Sonntag, 5. Oktober 2008

St. John the Divine - Segnung der Tiere

In St. John the Divine fand heute morgen die Segnung der Tiere statt, zu Ehren des heiligen Franz von Assisi. Die Kathedrale ist die größte der Welt, hat einen Altar von Keith Haring und wurde 1892 begonnen zu bauen.

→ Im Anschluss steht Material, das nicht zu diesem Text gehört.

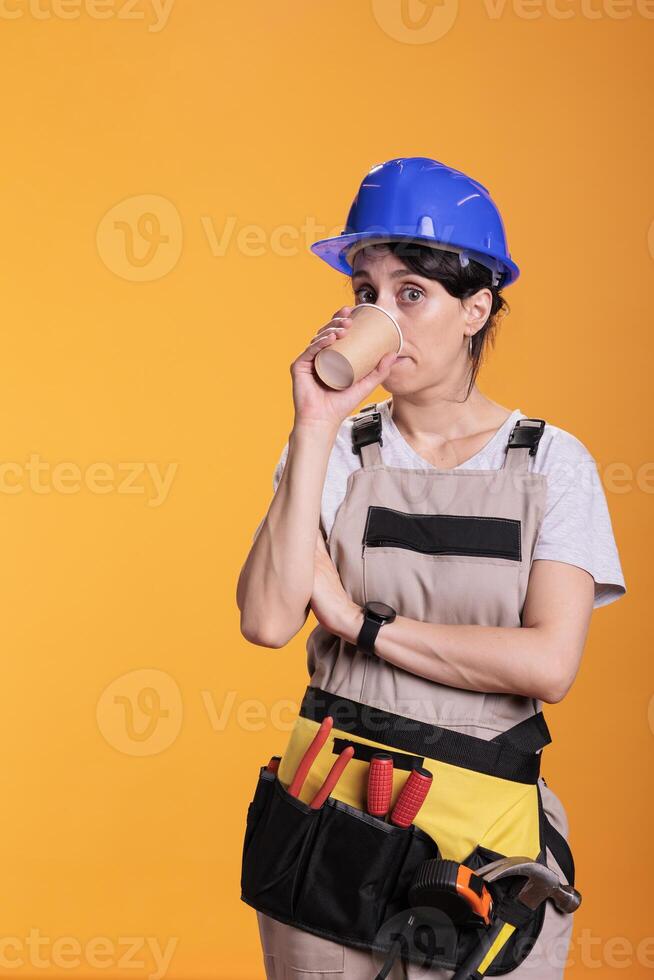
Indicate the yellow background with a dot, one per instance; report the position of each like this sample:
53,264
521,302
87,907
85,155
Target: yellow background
154,345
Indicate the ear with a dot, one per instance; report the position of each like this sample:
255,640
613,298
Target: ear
476,308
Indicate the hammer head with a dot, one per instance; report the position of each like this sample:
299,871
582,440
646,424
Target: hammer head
542,882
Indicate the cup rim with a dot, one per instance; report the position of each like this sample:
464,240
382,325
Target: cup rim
389,315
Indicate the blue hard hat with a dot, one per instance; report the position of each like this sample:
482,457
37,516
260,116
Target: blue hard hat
418,199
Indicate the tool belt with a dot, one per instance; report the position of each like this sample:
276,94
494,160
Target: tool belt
343,874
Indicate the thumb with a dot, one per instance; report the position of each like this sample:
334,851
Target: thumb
378,374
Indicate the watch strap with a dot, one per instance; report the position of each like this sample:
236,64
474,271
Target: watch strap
368,634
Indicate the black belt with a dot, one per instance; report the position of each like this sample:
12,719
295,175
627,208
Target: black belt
510,755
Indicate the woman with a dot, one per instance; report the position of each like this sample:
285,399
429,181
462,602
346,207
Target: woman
486,537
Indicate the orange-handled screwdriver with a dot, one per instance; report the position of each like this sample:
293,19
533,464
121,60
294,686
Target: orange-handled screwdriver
332,778
411,797
310,755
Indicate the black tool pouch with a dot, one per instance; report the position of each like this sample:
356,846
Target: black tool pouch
345,875
337,872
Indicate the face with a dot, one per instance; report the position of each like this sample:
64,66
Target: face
435,326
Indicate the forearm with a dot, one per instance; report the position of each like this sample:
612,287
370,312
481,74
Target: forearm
511,660
276,581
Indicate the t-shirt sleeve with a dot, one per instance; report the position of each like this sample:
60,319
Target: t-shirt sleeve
277,475
576,525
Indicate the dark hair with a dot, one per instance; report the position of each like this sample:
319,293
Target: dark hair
461,282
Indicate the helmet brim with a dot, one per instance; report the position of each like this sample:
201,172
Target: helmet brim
334,251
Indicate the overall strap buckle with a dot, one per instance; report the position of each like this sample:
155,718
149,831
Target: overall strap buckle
525,435
366,428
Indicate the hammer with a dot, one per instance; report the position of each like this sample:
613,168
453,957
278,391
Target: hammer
542,883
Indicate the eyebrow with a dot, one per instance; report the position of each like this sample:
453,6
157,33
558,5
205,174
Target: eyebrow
398,272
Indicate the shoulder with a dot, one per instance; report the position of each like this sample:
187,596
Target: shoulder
560,451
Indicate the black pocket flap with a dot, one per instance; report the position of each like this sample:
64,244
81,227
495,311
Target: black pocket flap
277,845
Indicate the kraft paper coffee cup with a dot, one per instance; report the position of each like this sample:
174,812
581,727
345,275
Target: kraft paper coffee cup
373,333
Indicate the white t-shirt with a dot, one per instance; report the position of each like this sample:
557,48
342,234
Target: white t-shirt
576,526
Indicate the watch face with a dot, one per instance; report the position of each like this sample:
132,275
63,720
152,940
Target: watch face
380,609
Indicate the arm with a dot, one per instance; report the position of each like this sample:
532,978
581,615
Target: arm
275,583
539,659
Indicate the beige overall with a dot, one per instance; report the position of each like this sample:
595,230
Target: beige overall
443,546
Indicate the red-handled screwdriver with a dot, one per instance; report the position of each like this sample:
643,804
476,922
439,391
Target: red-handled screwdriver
411,797
309,756
332,778
380,784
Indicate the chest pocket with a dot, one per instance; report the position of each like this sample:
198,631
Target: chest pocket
446,568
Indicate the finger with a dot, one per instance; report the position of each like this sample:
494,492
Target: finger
333,326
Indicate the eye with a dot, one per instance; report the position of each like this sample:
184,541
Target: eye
363,289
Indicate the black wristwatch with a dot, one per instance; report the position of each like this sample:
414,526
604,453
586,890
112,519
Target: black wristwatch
375,614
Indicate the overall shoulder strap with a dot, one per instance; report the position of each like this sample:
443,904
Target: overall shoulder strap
523,443
366,435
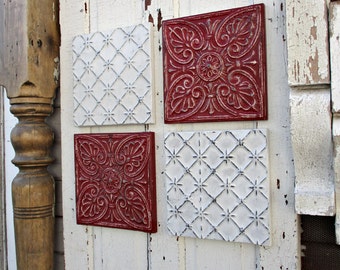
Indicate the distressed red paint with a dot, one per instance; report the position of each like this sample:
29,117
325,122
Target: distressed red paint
115,180
215,66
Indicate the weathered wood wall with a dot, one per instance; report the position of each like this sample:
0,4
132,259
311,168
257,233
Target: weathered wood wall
88,247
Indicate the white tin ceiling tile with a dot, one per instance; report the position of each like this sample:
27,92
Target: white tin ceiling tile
112,77
217,185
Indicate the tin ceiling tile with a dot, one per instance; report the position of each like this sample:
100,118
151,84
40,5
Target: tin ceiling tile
217,185
115,180
215,66
112,77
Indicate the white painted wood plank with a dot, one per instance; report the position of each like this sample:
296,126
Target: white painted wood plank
312,148
334,31
74,21
334,44
307,38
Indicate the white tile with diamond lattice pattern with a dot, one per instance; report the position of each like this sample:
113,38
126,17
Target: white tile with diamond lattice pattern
217,185
112,77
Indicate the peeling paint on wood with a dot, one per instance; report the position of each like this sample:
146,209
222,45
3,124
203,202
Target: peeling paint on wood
307,50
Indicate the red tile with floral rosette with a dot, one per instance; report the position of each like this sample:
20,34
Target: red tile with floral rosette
215,66
115,180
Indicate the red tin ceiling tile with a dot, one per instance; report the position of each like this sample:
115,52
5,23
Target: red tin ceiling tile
215,66
115,180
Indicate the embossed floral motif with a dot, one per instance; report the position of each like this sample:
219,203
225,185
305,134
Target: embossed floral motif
115,177
215,67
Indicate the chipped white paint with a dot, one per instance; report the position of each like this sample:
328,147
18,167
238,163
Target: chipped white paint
312,148
310,99
307,40
97,248
334,32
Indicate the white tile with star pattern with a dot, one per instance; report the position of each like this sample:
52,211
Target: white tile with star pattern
112,77
217,185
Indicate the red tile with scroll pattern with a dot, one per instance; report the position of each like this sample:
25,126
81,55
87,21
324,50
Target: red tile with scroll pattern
215,66
115,180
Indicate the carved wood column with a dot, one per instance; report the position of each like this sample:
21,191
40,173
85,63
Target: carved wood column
29,70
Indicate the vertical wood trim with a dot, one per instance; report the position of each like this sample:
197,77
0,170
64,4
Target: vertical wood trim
3,249
310,106
334,32
29,70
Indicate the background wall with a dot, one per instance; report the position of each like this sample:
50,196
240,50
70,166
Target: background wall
88,247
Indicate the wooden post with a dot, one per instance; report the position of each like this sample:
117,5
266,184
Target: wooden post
29,71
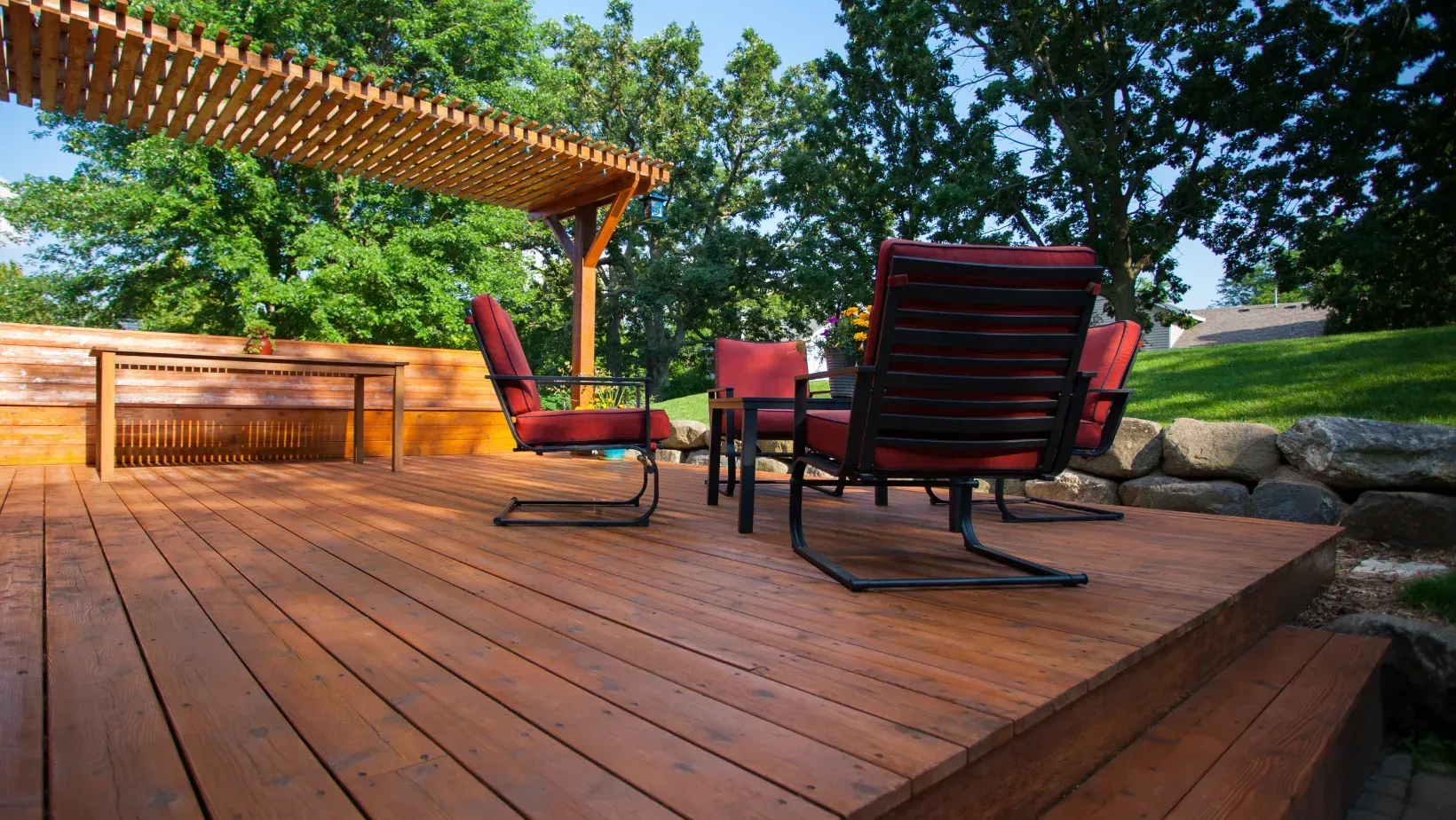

Dann sind einige Sachen dazwischen gekommen, z.B. zwei Weltkriege und ein großes Feuer 2001. Jedenfalls ist sie immer noch nicht fertig.

Das hindert sie aber nicht daran, eine große Tiersegnung anzusetzen, zu der jeder seine Tiere mitbringen kann. Viele der Besucher haben tatsächlich jemanden zu diesem Volksfest mitgebracht - z.B. das Frauchen (1. Bild). In solch tierisch gutem Klima werden natürlich auch schnell Freundschaften geschlossen, ob nun mit richtigen Tough Guys (2. Bild) oder knuffigen Plüschtieren (3. Bild):








Andere wiederum, wie das American Museum of Natural History (bekannt auch aus dem Film "Nachts im Museum"), haben gleich ein ganzes Moveable Museum mitgebracht. Natürlich wie vieles in New York sponsored von dem traditionell nicht armen Bürgermeister "wählt-mich-für-eine-3.-Amtsperiode-trotz-Beschränkung-auf-2" Bloomberg.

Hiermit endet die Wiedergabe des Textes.